Fifty-two trials (10,230 participants) were included.
Digoxin: the use of digoxin alone showed benefit in one study, but there was no evidence of any effect in a second. However, used in combination with beta-blockers it appeared to be effective in reducing AF (3 studies).
Beta-blockers: 2 studies showed a beneficial effect of propranolol and two showed no evidence of effect, while timolol and acebutolol showed a benefit in comparison with placebo. Comparisons between different beta-blockers showed sotalol to be superior to metoprolol, whilst both were superior to no beta-blocker. One large well-designed study showed metoprolol to be associated with a reduction in post-operative AF, but not length of hospital stay. The data suggested that beta-blockers were more effective when administered pre- as well as post-operatively.
Calcium-channel blockers: there was a lower incidence of arrhythmias with diltiazem when compared with nitroglycerin. However, evidence concerning the differences in benefit between beta-blockers and calcium-channel blockers was lacking.

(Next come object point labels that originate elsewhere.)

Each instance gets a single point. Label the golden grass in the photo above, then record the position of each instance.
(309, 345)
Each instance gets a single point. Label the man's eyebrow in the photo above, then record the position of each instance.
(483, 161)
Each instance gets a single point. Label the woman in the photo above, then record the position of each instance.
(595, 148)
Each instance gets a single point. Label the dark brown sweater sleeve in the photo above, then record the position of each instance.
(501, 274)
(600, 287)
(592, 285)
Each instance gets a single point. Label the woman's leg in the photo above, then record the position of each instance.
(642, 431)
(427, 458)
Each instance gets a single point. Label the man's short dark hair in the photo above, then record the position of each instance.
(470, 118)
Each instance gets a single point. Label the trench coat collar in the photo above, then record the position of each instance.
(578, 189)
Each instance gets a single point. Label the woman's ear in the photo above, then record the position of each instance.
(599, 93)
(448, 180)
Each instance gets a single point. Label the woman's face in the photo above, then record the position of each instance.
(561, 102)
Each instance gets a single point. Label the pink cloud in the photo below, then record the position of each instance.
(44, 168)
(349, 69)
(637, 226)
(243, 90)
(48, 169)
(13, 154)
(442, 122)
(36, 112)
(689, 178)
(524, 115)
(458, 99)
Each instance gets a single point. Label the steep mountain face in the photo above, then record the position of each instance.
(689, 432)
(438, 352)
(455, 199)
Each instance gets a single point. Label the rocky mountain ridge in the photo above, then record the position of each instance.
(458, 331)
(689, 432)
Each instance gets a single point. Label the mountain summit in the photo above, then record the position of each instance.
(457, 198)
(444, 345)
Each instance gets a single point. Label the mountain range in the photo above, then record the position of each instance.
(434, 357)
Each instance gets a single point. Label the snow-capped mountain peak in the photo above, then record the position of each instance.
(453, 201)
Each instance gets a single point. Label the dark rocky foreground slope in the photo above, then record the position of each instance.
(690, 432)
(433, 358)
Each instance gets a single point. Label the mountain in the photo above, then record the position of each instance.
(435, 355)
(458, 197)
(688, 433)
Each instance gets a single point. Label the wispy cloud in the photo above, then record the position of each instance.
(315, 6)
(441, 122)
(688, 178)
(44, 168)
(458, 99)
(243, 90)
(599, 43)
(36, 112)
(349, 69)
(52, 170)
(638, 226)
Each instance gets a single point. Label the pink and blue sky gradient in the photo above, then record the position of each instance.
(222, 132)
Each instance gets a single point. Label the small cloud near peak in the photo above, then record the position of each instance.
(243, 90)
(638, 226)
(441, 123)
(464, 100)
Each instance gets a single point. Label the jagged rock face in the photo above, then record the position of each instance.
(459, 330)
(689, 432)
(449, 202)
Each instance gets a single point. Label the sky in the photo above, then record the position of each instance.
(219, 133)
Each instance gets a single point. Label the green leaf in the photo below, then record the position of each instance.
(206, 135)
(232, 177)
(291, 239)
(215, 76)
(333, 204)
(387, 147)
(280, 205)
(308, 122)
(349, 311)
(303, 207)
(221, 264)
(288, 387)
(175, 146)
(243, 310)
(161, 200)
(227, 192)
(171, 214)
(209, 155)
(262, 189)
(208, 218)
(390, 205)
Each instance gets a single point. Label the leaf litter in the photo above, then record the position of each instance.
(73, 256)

Magnesium; 2 small studies showed a benefit with magnesium, whereas two others showed no benefit.
Class I anti-arrhythmic agents: 2 studies showed no benefit with quinidine or propafenone, while 2 small studies showed a non-statistically significant reduction in AF with procainamide.
Class III anti-arrhythmic agents: sotalol consistently showed a reduction in the incidence of post-operative AF (8 studies). However, other studies showed that dose-related adverse events could occur. Six studies showed a benefit of oral amiodarone, started pre-operatively, against placebo. In some of these studies the participants also received beta-blockers, and this appeared to enhance the effect. When intravenous (i.v.) amiodarone was used, 2 studies showed benefit whilst two showed no benefit. Other studies showed that a short course of i.v. amiodarone post-operatively, followed by oral therapy, was effective. This effectiveness may be improved by atrial pacing.
When events were counted across studies, the incidence of AF was 29.2% in controls, 19.3% with beta-blockers, 15.4% with sotalol, and 18% with oral or i.v. amiodarone (12.5% with both oral and i.v., 16.5% with oral alone, and 31.4% with i.v. alone). The authors also briefly discussed the use of non-steroidal anti-inflammatory agents and angiotensin antagonists.